Areolen ins Warzenende leicht eingesenkt, kreisrund, 0,1 cm ø, ohne Wolle.
Randdornen 12-18, 0,2-0,8 cm lang, die oberen am längsten, feinnadelig, weich und biegsam, nicht stechend, mit feinen langen Haaren besetzt, vorspreizend, glasig-gelb, die Fiederhaare weißlich.
Mitteldornen 1, 0,6-1,2 cm lang, nadelig, gehakt, biegsam, mit weniger Haaren als die Randdornen, mit schwach verdicktem Fuß, glasig-gelb bis braun, unten heller.

Blüten erscheinen März- April im Kranze nahe dem Scheitel, wenige öffnen sich gleichzeitig, trichterig, 1,6-1,8 cm lang, 1,4-1,6 cm ø, weißlich-rosa.
Fruchtknoten konisch, etwa 0,2 cm dick, nicht erkennbar abgesetzt, glasig-weiß.
Röhre sehr kurz, gelblich.
Äußere Blütenblätter schmallanzettlich, ganzrandig, mattrosa mit hellem Saum.
Innere Blütenblätter lanzettlich bis spatelig, etwa 1 cm lang, 0,2 cm breit, ganzrandig, blaßrosa mit kräftigerem Mittelstreifen.
Griffel dünn, 1 cm lang, die Staubblätter deutlich überragend, hellgelb.
Narbenlappen 3-4, etwa 0,15 cm lang, dünn, hellgelb.
Staubfäden zahlreich, dünn, gerade, weiß.
Staubbeutel hellgelb.

Früchte reifen etwa 6 Monate nach der Blüte, schlankkeulenförmig mit haftendem Blütenrest, 2-4 cm lang, 0,4-0,5 cm dick, weich, rot.

Samen schwarz, ballonmützenförmig, 0,15 cm lang, 0,1 cm dick.
Testa netzartig strukturiert.
Hilum mit großem basalem Anhang (Arillus).
Die Art ist selbststeril.

Pflege 7
Standortklima:      Temperatur im Jahres-ø      = 20ºC
                                    ø Dezember/ Januar           = 13ºC
                                    ø Juni/ Juli                             = 28ºC
Niederschlagsjahresmittel etwa 250 mm.

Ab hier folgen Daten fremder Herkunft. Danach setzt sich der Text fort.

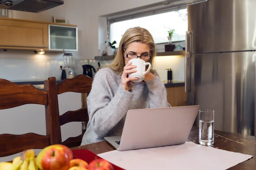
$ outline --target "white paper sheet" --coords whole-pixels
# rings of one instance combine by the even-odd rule
[[[124,151],[99,156],[125,170],[226,170],[253,156],[202,146],[184,144]]]

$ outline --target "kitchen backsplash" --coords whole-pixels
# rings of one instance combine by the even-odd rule
[[[13,81],[43,80],[50,76],[60,79],[60,66],[63,65],[63,54],[54,54],[54,56],[52,54],[34,54],[29,57],[26,57],[24,54],[19,55],[18,57],[17,55],[11,55],[11,57],[9,55],[8,57],[5,57],[2,54],[0,53],[0,78]],[[75,72],[76,75],[82,74],[82,65],[84,64],[92,65],[97,71],[98,62],[101,65],[111,61],[76,59]],[[183,56],[157,57],[154,68],[157,70],[162,80],[167,79],[167,71],[166,68],[171,68],[173,71],[173,79],[184,81],[184,64]]]

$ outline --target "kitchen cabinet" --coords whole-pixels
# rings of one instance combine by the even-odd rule
[[[0,48],[77,51],[77,26],[0,17]]]
[[[186,93],[185,87],[178,86],[166,88],[167,93],[167,102],[172,107],[187,105]]]
[[[77,27],[49,25],[49,50],[77,51]]]
[[[45,48],[48,46],[48,25],[0,19],[0,47],[7,48]]]

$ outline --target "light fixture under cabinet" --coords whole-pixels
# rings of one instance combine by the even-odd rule
[[[45,51],[42,49],[40,50],[35,50],[35,53],[38,54],[45,54]]]

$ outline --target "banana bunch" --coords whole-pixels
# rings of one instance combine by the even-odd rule
[[[38,170],[35,165],[35,153],[31,149],[23,152],[10,162],[0,162],[0,170]]]

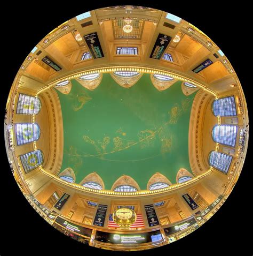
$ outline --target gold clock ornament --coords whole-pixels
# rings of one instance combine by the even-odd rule
[[[137,219],[136,213],[128,208],[121,208],[114,211],[113,219],[121,229],[128,229]]]

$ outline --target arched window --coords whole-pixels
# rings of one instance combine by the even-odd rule
[[[149,186],[149,190],[159,190],[160,189],[164,189],[168,187],[170,185],[164,182],[156,182]]]
[[[169,76],[165,76],[164,74],[154,74],[153,76],[156,79],[160,80],[160,81],[172,81],[174,80],[174,78]]]
[[[38,140],[41,130],[37,124],[15,124],[15,133],[18,146]]]
[[[214,140],[227,146],[235,146],[236,134],[237,126],[235,125],[216,125],[212,129]]]
[[[93,73],[93,74],[85,74],[84,76],[82,76],[79,78],[79,79],[84,81],[92,81],[93,80],[97,79],[97,78],[98,78],[100,75],[100,74],[99,73]]]
[[[82,58],[81,59],[81,61],[84,61],[85,59],[89,59],[91,58],[91,54],[87,51],[86,52],[84,52],[82,55]]]
[[[26,174],[38,167],[44,161],[43,154],[39,149],[21,155],[20,157]]]
[[[236,115],[236,107],[234,97],[231,96],[215,100],[212,103],[215,116],[229,116]]]
[[[115,71],[114,73],[119,77],[134,77],[140,74],[135,71]]]
[[[56,84],[56,86],[65,86],[65,85],[68,85],[69,81],[68,80],[66,80],[62,82],[58,82]]]
[[[60,178],[65,180],[66,182],[69,182],[69,183],[74,183],[74,178],[71,176],[68,176],[67,175],[64,175],[60,177]]]
[[[197,87],[196,85],[194,85],[193,84],[191,84],[190,82],[185,82],[184,83],[184,85],[189,88],[196,88]]]
[[[103,189],[100,184],[93,182],[85,182],[85,183],[83,183],[82,186],[85,187],[89,187],[89,189],[93,189],[94,190],[101,190]]]
[[[129,185],[121,185],[115,187],[114,191],[115,192],[136,192],[137,189]]]
[[[37,97],[19,94],[17,105],[17,114],[36,115],[41,110],[41,102]]]
[[[183,182],[187,182],[192,179],[192,178],[189,176],[182,176],[178,179],[177,182],[178,183],[183,183]]]
[[[228,171],[232,160],[231,156],[215,151],[212,151],[209,157],[209,164],[225,174]]]

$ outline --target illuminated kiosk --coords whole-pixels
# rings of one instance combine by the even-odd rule
[[[208,36],[170,13],[119,6],[71,19],[32,50],[5,138],[15,179],[48,222],[92,246],[140,250],[220,207],[242,168],[248,117]]]

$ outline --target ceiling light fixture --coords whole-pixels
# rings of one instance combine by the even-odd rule
[[[133,27],[129,24],[125,25],[124,27],[123,27],[123,30],[125,33],[130,33],[133,30]]]
[[[83,40],[80,33],[76,35],[75,38],[76,39],[76,41],[82,41]]]
[[[179,35],[176,35],[175,37],[173,39],[173,42],[175,43],[178,43],[180,41],[180,36]]]

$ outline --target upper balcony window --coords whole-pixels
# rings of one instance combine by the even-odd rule
[[[138,55],[137,47],[117,47],[117,55]]]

Es gibt keine feste Regenzeit. Die geringen Niederschläge fallen über das ganze Jahr verteilt. Am trockensten ist der März, mit einem langjährigen Mittel von 8 mm, am feuchtesten ist der August mit 40 mm im Mittel. Es ist ein Trockenklima mit großen Temperaturschwankungen.